The orange cat is Rufus, my feline gardening assistant; Hannah, my almost 4 year old daughter also plays a role in the proceedings. As of course do the girls, Olive (in the foreground) and Beryl....

There' s a certain irony in discovering just before the chooks started laying that my then six month year old daughter had a severe egg allergy. So any eggs produced get given away or made into cakes to take to work. They do seem to keep the apples coddling moth free, so I guess they earn their keep. (Photo from the archives, you may notice the apple in blossom).

I attempt to grow things organically though I'm not utterly purist about it (for example I'm not rigorous about where the animal manure I acquire comes from and I use a pyrethrum spray with piperonyl butoxide as I've not got round to finding one without). I've also played around with companion planting; one day I'll write about my horseradish disaster.... I'm not terribly orderly or organised about things, and I'm very happy that I've every year there is a range of self seeded flowers throughout the patch.
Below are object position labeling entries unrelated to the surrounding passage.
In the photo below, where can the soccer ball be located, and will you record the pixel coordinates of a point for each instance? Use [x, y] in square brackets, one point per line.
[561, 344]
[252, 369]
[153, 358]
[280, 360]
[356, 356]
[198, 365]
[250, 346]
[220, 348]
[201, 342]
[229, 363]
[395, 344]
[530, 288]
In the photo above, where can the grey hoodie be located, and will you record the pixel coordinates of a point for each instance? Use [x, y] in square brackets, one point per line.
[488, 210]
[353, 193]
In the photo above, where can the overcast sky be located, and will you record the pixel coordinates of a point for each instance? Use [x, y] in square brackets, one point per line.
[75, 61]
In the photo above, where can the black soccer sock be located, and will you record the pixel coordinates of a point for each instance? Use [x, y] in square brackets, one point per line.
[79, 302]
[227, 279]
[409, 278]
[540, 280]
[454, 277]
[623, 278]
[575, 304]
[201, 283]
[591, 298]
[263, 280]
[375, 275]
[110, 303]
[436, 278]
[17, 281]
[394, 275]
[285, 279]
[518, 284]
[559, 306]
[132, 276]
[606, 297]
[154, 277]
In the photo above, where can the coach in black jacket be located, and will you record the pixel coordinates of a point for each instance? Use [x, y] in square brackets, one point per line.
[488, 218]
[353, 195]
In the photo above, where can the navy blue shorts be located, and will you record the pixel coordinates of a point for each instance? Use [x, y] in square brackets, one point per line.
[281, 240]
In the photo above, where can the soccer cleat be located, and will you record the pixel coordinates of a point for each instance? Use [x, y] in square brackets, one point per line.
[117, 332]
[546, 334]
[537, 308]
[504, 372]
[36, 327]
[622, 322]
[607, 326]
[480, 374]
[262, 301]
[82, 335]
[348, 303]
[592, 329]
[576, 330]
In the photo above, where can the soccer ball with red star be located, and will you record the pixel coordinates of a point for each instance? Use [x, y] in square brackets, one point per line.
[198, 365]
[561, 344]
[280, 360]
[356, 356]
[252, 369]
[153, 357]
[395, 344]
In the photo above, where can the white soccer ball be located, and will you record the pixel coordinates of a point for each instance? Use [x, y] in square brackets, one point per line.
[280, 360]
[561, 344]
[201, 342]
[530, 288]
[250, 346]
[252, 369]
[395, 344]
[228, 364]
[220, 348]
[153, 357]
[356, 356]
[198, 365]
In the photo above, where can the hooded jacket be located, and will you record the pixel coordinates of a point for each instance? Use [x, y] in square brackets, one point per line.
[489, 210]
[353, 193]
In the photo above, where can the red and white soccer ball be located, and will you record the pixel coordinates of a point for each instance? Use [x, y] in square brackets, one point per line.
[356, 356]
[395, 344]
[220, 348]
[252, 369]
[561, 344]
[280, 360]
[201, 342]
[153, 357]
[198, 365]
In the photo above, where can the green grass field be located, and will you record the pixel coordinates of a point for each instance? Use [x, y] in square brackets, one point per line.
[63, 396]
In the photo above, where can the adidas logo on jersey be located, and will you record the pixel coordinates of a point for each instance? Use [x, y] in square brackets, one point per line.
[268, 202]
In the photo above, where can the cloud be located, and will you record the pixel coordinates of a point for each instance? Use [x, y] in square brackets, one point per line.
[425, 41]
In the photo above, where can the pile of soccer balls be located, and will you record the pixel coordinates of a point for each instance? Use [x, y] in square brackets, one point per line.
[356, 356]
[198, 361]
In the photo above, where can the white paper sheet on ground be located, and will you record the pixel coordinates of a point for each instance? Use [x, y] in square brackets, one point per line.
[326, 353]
Please wait with baited breath for my next post about the mystery vegetable 'Cima di rapa'.....

1 comment:

vaguelyspecific said...

Nice post! It's great to hear what others are doing in their gardens. I'm glad to hear you've been doing it for six years. While I've always had a tomato patch and some herbs this is my first time with the luxury of a whole veggie garden so I'll be following your blogs with baited breath!